ABSTRACT The ventral tegmental area (VTA) is a key CNS region involved in the reward and reinforcement of natural substances and drugs, such as cocaine. Hyperpolarization-activated cation current (Ih) is a key participant in the fundamental intrinsic properties of dopaminergic (DA) neurons of the VTA. The ion channels that carry Ih are comprised of HCN subunits, predominantly the HCN2 in the VTA. Alteration of Ih due to drug exposure has been shown after cocaine sensitization (CS). This change in Ih may be a common physiological mechanism in central reward/reinforcement pathways that contributes to addiction. Epigenetic mechanisms like histone deacetylation are responsible for some crucial neuronal changes that occur following chronic drug administration. This project will study the epigenetic regulation of the Ih function during the development of CS and on the Intermittent access self-administration (IntA) model. The IntA in our opinion better simulates human drug consumption.

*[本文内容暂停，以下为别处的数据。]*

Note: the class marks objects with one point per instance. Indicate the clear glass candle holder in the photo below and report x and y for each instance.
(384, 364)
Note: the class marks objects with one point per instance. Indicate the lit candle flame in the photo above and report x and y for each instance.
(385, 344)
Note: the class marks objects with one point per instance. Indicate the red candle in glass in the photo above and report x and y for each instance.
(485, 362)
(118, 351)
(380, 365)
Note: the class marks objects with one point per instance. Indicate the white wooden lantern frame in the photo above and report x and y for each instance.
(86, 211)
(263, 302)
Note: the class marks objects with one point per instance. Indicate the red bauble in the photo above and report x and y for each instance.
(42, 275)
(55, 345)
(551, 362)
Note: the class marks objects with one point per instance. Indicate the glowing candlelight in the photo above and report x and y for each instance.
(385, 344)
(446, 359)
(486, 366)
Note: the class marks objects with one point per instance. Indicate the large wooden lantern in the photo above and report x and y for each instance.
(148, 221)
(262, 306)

The specific aims will include: 1) To investigate the VTA epigenomic profile after CS, IntA and Histone Deacetylase inhibitor (HDACi); 2) Electrophysiological examination of Ih in VTA DA neurons after CS, IntA and HDACi; 3) To measure changes in HCN2 subunits in the VTA after CS, IntA and HDACi; 4) To investigate if in vivo shRNA targeting HDAC2 alters the development of CS, IntA and Ih properties of VTA DA neurons. Examination of cocaine-induced epigenetic changes in the VTA can provide key information about neuroadaptations that occur during the development of addiction. The reversal of these epigenetic modifications by histone deacetylase inhibition might provide possible avenues for therapeutic pharmacological intervention.

摘要 腹侧被盖区(VTA)是参与奖赏和强化的中枢神经系统的关键区域 天然物质和毒品，如可卡因。超极化激活阳离子电流(Ih) 是多巴胺(DA)能神经元基本固有特性的关键参与者 VTA。携带Ih的离子通道由HCN亚基组成，主要是 VTA。可卡因敏化(CS)后，由于药物暴露而引起的Ih改变。 Ih的这种变化可能是中枢奖赏/强化的一种常见的生理机制 导致上瘾的途径。组蛋白去乙酰化等表观遗传机制 对慢性用药后发生的一些关键的神经元变化负责。 本课题将研究Ih功能在CS发育过程中的表观遗传调控。 和间歇访问自我管理(INTA)模型。在我们看来，INTA更好 模拟人类的药物消耗。具体目标将包括：1)调查VTA CS、INTA和组蛋白脱乙酰酶抑制剂(HDACi)后的表观基因组图谱；2) CS、INTA和HDACi后VTA DA神经元Ih的电生理检测 测量CS、INTA和HDACi后VTA内HCN2亚基的变化；4)调查 靶向HDAC2的活体shRNA改变CS、INTA和VTA DA的性质 神经元。检查可卡因诱导的VTA的表观遗传学变化可以提供关键 关于成瘾发展过程中发生的神经适应的信息。反转 在这些表观遗传修饰中，通过抑制组蛋白脱乙酰酶可能提供了可能 治疗性药理干预的途径。